In Khartoum, mediation between civilians and the military continues to get the country out of the crisis in which it has been living since Lieutenant-General Al-Burhan announced the coup against his civilian partners, with whom he was sharing power under a political agreement concluded after the overthrow of Al-Bashir in 2019 regarding the management of the country during a transitional phase, after which power will be handed over to a civilian government. Elected by 2023.

للمزيد – Sudan: Are the situation heading towards detente after the military coup?

International Criminal

However, Maryam Al-Sadiq Al-Mahdi, Minister of Foreign Affairs in the Sudanese government, who was dismissed by Al-Burhan, demanded, in a written speech addressed to the Human Rights Council, “considering the military coup among the crimes that fall within the jurisdiction of the International Criminal Court (..) a matter that needs to be activated in a practical way.”

Although the session held in Geneva did not broadcast the Sudanese minister’s speech, the page of the Sudanese Ministry of Culture and Information on the Facebook site, which rejects the coup, published it.

Al-Mahdi was one of the Sudanese officials in the file of handing over ousted President Omar al-Bashir to the International Criminal Court.
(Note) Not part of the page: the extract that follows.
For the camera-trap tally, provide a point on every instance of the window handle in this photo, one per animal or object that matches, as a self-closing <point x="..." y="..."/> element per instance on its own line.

Russia, for its part, expressed its “concern over the deterioration of the situation” in Sudan, considering it “important to avoid any escalation,” but the Moscow delegate stressed that the special session was an “unacceptable interference” in the internal affairs of a country and “premature.” China and Venezuela shared this view, and, like Russia, decided to publicly distance themselves from the consensus.

Contrary to tradition, the deputy permanent representative in Geneva, Othman Abu Fatima Adam Mohamed, called in a letter this week to become Sudan’s spokesman, but the permanent representative, Ali bin Abi Talib, Abdel Rahman Mahmoud, remains the official representative of Sudan in the organization.